How much is two quadrillion cubic feet of natural gas? Enough to satisfy 80 years' worth of America's current transportation needs now provided by imported petroleum.
Here are the numbers: Each day the United States uses just under one-quarter of the world's daily 86 million-barrel output of petroleum. That is 21 million barrels of oil, nearly all of which is refined into transportation fuels, powering planes, trains and automobiles, as well as buses, trucks and ships. Of that 21 million barrels, 12 million are imported.
So how much natural gas is required to replace those 12 million imported barrels of oil? The energy content of each 42-gallon barrel is equivalent to the energy content of 6,000 cubic feet of natural gas. That means that 12 million barrels of imported oil could be replaced with 72 billion cubic feet of natural gas. In a year, 26 trillion cubic feet of natural gas would be required to replace all of the oil the United States imports. If all two quadrillion cubic feet of natural gas were used for transportation fuels, there would be enough natural gas for 80 years-and this includes some incremental growth in fuel requirements (i.e., a somewhat larger national fleet of automobiles, but one that employs better technology over time to increase miles per "gasoline gallon-equivalent").
If you want evidence that natural gas can power cars and trucks, simply look out your window. You will see natural-gas buses and taxis running all over town. Natural gas also can power trucks and trains and airplanes, because it can be refined into ultra-clean diesel and jet fuel. In fact, refineries that synthesize diesel from natural gas are already being constructed.
And, the United States already uses 23 trillion cubic feet of natural gas annually to power 22 percent of the U.S. electricity grid, to heat homes and businesses, and for a myriad of industrial and agricultural endeavors. So, adding the 23 trillion already consumed and the 26 trillion needed to replace imported oil, we arrive at nearly 50 trillion cubic feet. Dividing the 2 quadrillion cubic feet of natural gas reserves by 50 trillion, we arrive at a 40 year supply.
That 40 years is sufficient time to serve as a bridge to a non-fossil-fuel-based transportation system. For example, the rate of technological advancement in connection with carbon-neutral, algae-based liquid fuels should easily meet the forty year time horizon.
The economic basis for using natural gas as a replacement for petroleum is solid too. With the price of oil hovering around $85 per barrel, the United States is sending more than $1 billion every day-or nearly $400 billion a year-to foreign oil suppliers. Over 40 years, that is $16 trillion sent overseas. That sum is more than the official, outstanding national debt, when the portion of the recently federalized Freddie Mac and Fannie Mae guarantees that cannot be repaid are included. Significantly, that $16 trillion figure does not take into account the high probability that oil prices will rise, as supplies grow scarcer.

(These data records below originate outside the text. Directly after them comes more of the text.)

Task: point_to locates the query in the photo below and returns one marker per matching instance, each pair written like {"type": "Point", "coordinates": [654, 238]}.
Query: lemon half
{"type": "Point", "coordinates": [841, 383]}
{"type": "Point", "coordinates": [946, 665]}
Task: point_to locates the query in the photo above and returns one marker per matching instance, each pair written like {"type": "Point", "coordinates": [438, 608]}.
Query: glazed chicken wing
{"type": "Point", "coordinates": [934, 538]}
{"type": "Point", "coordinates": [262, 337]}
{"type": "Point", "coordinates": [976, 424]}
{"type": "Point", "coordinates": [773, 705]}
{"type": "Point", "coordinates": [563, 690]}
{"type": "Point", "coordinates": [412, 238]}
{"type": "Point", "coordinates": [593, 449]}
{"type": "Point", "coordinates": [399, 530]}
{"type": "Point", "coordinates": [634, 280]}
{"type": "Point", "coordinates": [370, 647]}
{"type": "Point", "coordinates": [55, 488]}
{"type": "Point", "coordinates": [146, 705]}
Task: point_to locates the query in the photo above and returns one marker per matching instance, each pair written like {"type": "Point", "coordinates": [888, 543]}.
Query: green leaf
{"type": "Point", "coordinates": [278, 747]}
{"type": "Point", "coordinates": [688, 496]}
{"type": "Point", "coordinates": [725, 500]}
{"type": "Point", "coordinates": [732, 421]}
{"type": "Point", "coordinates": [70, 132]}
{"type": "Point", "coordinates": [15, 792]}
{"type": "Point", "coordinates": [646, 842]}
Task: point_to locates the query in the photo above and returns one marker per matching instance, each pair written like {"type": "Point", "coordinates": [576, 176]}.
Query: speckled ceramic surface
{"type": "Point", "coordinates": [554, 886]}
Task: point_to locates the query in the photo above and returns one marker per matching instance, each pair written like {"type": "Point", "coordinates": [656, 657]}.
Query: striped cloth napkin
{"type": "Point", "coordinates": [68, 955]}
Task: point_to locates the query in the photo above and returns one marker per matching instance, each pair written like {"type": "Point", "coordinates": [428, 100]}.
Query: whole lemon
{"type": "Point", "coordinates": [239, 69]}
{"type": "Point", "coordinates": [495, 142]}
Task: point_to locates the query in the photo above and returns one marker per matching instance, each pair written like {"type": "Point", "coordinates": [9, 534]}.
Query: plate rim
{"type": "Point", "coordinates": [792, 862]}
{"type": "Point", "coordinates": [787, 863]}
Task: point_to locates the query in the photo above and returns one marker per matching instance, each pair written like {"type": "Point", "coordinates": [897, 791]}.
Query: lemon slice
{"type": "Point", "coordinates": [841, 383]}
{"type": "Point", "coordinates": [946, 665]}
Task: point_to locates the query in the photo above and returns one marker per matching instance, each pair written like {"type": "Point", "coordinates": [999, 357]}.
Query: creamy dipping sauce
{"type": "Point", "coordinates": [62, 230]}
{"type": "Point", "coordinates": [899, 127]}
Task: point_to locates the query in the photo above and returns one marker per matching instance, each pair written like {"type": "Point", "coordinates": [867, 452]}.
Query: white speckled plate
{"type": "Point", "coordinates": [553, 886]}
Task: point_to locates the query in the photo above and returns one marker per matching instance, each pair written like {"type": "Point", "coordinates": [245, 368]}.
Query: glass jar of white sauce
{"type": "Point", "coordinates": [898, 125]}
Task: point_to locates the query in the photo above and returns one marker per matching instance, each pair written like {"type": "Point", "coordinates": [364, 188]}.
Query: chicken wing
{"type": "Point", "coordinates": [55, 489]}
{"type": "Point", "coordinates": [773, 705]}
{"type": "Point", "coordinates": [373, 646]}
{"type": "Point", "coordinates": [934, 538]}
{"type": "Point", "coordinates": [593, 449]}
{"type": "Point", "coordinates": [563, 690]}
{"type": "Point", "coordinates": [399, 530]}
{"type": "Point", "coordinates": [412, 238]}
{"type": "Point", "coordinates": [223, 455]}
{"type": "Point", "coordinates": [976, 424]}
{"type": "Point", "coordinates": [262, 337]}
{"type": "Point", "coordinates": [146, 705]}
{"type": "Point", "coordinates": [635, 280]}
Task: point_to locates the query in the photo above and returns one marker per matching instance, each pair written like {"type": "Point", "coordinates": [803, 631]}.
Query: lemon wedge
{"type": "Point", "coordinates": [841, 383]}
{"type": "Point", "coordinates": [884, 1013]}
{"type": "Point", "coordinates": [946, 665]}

Remember, there are two giant and rapidly growing economies that used relatively little oil as recently as 10 years ago-India and China. With a combined population of over 2 billion, Beijing and New Delhi are increasing their oil consumption at annual rates in excess of 5 percent. At that rate, Indian and Chinese oil consumption will double in just 14 years.
America's vast on-shore natural-gas reserves allow us to avoid competing with India and China for that oil. We will not be forced to pay ever higher prices for the precious resource.
Indeed, the $16 trillion that otherwise would have been sent to foreign oil suppliers will stay at home. It will circulate in the United States, creating millions of high-paying industrial jobs in drilling, engineering, pipeline construction and refining.
Those jobs will create enough earning power to enable employees to improve their standard of living, increasing their purchases of goods and services, like houses and cars, furniture and appliances, electronics, health care and education, and every other item in the vast American economy. The economic benefits of that $16 trillion would multiply and multiply as the economic pie grows.
This would be a real stimulus package. Not some government program to take from one unpopular group to give to a more favored constituency. Unemployment and welfare payments will be reduced. Tax revenues will increase. Deficit reduction will be possible. The Dollar can be saved. The stock market will rise, as corporate profits increase in a sustainable way. Retirement plans will be refurbished. The standard of living will rise. Societal rifts will diminish. America's strength will be rebuilt.